An average reaction rate constant was determined from the obtained hydrodesulfurization data result, and the rate constant of the catalyst I of Comparative Example 1 was set to 1
The desulfurization activity was represented by a relative value of 00 and is shown in Table 3. In this case, the rate constant is that the desulfurization reaction rate is proportional to the 1.5th power of the sulfur concentration in the feed gas oil, and the average reaction rate constant is the average value of the three reaction rate constants of 320 ° C, 340 ° C, and 360 ° C. I was there.

[Table 3]

[0021]

[Comparative Example 1] Specific surface area 240 m ² / g, pore volume 0.616 m
29 g of molybdenum trioxide on 150 g of l / g γ-alumina carrier.
39g, cobalt carbonate 13.07g, 85% phosphoric acid 14.5
Impregnate 150 ml of a carrier solution prepared from 5 g and water with 1
It was dried at 30 ° C. for 20 hours. Next, for the dried product,
Impregnated with methoxyacetic acid in the amount shown in Table 3,
Catalyst I was prepared by drying at 20 ° C. for 20 hours.

The catalyst I had a molybdenum content of 15% by weight in terms of oxide, and a cobalt content of 3.8 in terms of oxide.
The weight% and the phosphorus content were 4.6 weight% in terms of oxide.

Using this catalyst I, a catalytic activity test was conducted in the same manner as in the example, and the obtained results are also shown in Table 3.

[0024]

[Comparative Example 2] Specific surface area 240 m ² / g, pore volume 0.616 m
29 g of molybdenum trioxide on 150 g of l / g γ-alumina carrier.
39g, cobalt carbonate 13.07g, 85% phosphoric acid 14.5
150 ml of carrier solution prepared from 5 g, 30 g of citric acid and water
Was impregnated and dried at 130 ° C. for 20 hours, and this was used as a catalyst J as it was.

The molybdenum content of this catalyst J was 15% by weight in terms of oxide, the cobalt content was 3.8% by weight in terms of oxide, and the phosphorus content was 4.6% by weight in terms of oxide.
Met. Using this, a catalytic activity test was conducted in the same manner as in the example, and the obtained results are also shown in Table 3.

[0026]

[Comparative Example 3] Molybdenum is 15 wt% in terms of oxide, cobalt is 3.8 wt% in terms of oxide, phosphorus is 4.6 wt% in terms of oxide, and any organic acid and / or polyhydric alcohol is used. Using a commercially available catalyst which was not impregnated and calcined at 500 ° C. or higher, a catalytic activity test was conducted in the same manner as in the example, and the obtained results are also shown in Table 3.
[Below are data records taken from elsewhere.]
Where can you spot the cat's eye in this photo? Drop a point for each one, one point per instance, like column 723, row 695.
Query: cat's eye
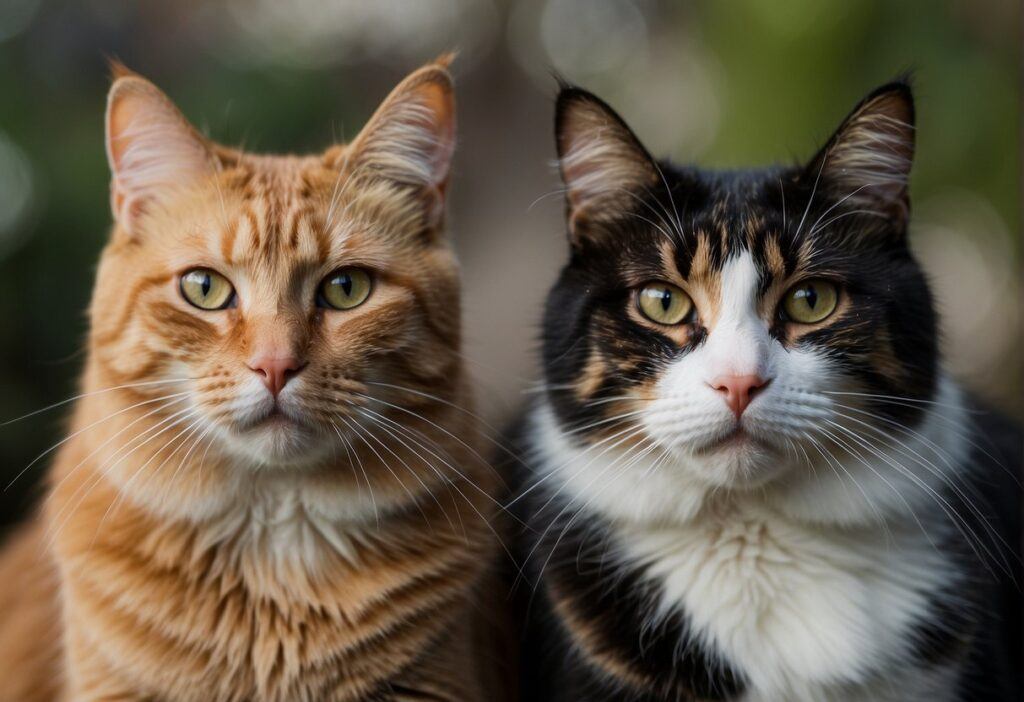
column 810, row 302
column 345, row 289
column 665, row 304
column 207, row 289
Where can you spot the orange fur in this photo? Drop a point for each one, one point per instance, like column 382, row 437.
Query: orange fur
column 185, row 555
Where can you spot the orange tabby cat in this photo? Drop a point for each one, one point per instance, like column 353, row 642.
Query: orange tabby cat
column 269, row 490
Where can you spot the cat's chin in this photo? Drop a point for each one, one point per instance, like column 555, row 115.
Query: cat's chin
column 279, row 442
column 737, row 461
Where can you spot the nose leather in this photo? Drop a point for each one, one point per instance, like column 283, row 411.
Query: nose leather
column 275, row 370
column 738, row 391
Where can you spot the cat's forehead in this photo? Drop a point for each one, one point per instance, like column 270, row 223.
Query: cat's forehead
column 716, row 217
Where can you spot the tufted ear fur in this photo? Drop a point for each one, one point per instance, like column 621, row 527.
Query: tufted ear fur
column 602, row 163
column 151, row 146
column 411, row 138
column 867, row 160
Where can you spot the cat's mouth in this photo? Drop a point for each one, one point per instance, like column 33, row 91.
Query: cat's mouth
column 274, row 418
column 736, row 439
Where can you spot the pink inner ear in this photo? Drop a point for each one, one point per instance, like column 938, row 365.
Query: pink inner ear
column 151, row 146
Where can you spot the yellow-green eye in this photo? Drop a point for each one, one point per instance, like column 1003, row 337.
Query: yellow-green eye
column 664, row 303
column 207, row 289
column 810, row 302
column 345, row 289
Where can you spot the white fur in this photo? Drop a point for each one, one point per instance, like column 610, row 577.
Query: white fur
column 805, row 571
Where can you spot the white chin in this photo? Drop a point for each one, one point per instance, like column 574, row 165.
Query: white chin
column 741, row 464
column 280, row 445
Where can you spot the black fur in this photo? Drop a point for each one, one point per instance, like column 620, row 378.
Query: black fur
column 888, row 343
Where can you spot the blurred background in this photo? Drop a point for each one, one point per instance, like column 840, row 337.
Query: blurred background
column 726, row 84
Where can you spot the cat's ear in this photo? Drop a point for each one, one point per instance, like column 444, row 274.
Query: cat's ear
column 411, row 138
column 866, row 163
column 603, row 165
column 151, row 146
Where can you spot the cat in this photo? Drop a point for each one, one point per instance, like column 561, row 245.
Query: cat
column 751, row 478
column 270, row 489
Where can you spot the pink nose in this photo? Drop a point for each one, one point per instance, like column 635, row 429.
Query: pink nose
column 738, row 390
column 275, row 370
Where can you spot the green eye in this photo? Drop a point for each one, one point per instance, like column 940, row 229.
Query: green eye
column 810, row 302
column 207, row 289
column 664, row 303
column 345, row 289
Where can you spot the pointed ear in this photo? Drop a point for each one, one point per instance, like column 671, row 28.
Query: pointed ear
column 151, row 146
column 602, row 163
column 411, row 138
column 867, row 160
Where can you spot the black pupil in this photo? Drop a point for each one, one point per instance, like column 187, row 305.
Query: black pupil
column 811, row 297
column 346, row 284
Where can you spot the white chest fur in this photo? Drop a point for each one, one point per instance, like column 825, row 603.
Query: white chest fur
column 805, row 591
column 797, row 609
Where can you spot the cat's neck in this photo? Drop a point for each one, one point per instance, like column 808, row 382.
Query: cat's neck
column 898, row 477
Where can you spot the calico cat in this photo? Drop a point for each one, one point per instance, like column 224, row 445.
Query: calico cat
column 751, row 478
column 270, row 488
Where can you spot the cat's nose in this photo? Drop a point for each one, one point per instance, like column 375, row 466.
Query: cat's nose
column 738, row 391
column 275, row 370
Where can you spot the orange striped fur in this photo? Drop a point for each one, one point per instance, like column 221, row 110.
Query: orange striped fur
column 185, row 553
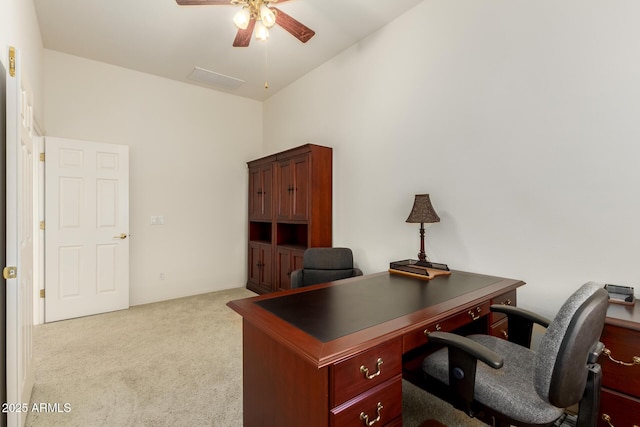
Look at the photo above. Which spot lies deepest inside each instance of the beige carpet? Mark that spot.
(173, 363)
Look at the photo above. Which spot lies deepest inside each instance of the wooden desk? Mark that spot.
(620, 393)
(307, 352)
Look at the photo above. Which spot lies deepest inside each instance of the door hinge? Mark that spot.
(10, 272)
(12, 61)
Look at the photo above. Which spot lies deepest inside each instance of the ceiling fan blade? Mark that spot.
(243, 37)
(294, 27)
(203, 2)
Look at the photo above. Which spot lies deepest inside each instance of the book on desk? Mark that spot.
(410, 267)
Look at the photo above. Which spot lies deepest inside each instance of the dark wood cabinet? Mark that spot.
(293, 188)
(260, 188)
(287, 260)
(620, 393)
(261, 266)
(290, 209)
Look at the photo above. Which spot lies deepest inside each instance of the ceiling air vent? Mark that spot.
(214, 79)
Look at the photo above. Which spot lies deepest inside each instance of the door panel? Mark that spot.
(19, 241)
(87, 244)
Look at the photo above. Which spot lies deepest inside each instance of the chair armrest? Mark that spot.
(521, 323)
(296, 279)
(472, 348)
(463, 355)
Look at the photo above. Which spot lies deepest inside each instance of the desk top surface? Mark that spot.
(328, 322)
(333, 312)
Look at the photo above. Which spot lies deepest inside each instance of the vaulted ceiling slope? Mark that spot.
(160, 37)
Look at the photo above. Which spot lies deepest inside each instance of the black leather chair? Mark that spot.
(512, 384)
(321, 265)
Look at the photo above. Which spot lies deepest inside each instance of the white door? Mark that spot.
(20, 225)
(87, 226)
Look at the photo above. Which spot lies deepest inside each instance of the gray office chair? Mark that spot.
(512, 384)
(320, 265)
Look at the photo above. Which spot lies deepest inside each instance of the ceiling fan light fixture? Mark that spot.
(267, 16)
(242, 18)
(262, 33)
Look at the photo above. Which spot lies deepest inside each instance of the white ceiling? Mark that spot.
(161, 38)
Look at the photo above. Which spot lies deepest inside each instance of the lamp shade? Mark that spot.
(422, 211)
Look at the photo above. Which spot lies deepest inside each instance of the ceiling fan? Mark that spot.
(257, 13)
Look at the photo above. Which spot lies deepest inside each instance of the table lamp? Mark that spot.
(422, 213)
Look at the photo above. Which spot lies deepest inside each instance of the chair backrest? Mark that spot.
(561, 359)
(326, 264)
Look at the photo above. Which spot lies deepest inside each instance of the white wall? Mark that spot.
(19, 28)
(188, 146)
(520, 118)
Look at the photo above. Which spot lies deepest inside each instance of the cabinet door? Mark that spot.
(254, 263)
(283, 269)
(285, 189)
(293, 188)
(287, 260)
(266, 281)
(300, 202)
(260, 187)
(260, 266)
From the above results, it can be seen that the activity of the catalyst prepared by the method of the present invention is extremely high.
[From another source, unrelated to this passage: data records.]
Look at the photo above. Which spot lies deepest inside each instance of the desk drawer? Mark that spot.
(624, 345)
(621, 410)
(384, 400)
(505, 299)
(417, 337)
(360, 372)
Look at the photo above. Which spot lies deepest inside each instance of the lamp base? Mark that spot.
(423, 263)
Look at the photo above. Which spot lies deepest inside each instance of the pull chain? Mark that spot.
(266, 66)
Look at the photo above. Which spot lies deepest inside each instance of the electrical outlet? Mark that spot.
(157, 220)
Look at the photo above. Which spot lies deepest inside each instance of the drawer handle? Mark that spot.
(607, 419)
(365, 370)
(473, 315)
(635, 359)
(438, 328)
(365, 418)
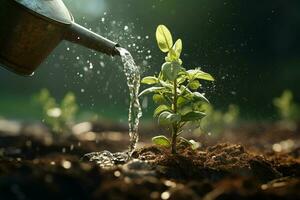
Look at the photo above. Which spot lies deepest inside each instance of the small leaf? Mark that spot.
(166, 118)
(199, 96)
(150, 80)
(160, 109)
(194, 85)
(151, 90)
(159, 99)
(161, 141)
(178, 47)
(198, 74)
(164, 38)
(170, 70)
(195, 145)
(181, 101)
(184, 141)
(181, 79)
(193, 116)
(172, 56)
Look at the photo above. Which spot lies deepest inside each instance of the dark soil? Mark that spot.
(242, 166)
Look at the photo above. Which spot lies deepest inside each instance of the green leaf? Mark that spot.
(184, 141)
(164, 38)
(166, 118)
(161, 141)
(193, 116)
(194, 85)
(172, 56)
(181, 101)
(170, 70)
(149, 80)
(178, 47)
(151, 90)
(198, 74)
(160, 109)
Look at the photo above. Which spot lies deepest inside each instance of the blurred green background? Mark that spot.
(251, 47)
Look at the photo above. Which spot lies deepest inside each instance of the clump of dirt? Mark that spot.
(34, 168)
(216, 162)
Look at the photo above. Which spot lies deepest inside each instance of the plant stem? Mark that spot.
(174, 128)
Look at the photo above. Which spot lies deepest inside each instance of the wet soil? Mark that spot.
(242, 163)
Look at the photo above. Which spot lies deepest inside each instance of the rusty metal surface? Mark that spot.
(52, 9)
(27, 38)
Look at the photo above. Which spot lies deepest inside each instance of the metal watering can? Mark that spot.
(31, 29)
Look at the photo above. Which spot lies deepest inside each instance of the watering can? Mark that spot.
(31, 29)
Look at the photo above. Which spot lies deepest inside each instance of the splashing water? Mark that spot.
(107, 159)
(132, 72)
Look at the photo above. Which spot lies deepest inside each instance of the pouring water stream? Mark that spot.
(105, 158)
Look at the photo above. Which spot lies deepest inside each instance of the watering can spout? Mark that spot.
(31, 29)
(82, 36)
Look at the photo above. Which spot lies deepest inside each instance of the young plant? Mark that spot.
(286, 107)
(57, 116)
(175, 90)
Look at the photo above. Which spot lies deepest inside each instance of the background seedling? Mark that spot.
(175, 91)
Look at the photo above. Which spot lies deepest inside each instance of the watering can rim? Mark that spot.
(65, 20)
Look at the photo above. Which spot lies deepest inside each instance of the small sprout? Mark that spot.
(175, 92)
(286, 107)
(57, 116)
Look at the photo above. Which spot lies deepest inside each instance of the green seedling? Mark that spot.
(175, 91)
(57, 116)
(217, 121)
─────────────────────────────────────────────────── ─── Continuation of the front page (51) Int.Cl. ⁵ Identification code Office reference number FI technical display location C10G 45/08 ZAB B 2115-4H 49/04 ZAB 2115-4H

Claims (2)

[Claims] 1. A metal of Group 6 and 8 of the periodic table in the catalyst carrier.
After supporting the metal using a solution containing any one or more of the group metals and an organic acid, drying at 200 ° C. or lower,
Next, this is impregnated with 0.1 to 2.0 times the molar amount of the organic acid or polyhydric alcohol with respect to the supported metal.
A method for producing a hydrotreating catalyst, which comprises drying at a temperature of not higher than ° C. 2. A metal of Group 6 and 8 of the periodic table in the catalyst carrier.
After supporting the metal using a solution containing any one or more of the group metals and phosphorus and an organic acid, it is dried at 200 ° C. or lower, and then 0.1 to 2.0 times the supported metal. Impregnated with a molar amount of organic acid or polyhydric alcohol,
A method for producing a hydrotreating catalyst, which comprises drying at a temperature of not higher than ° C.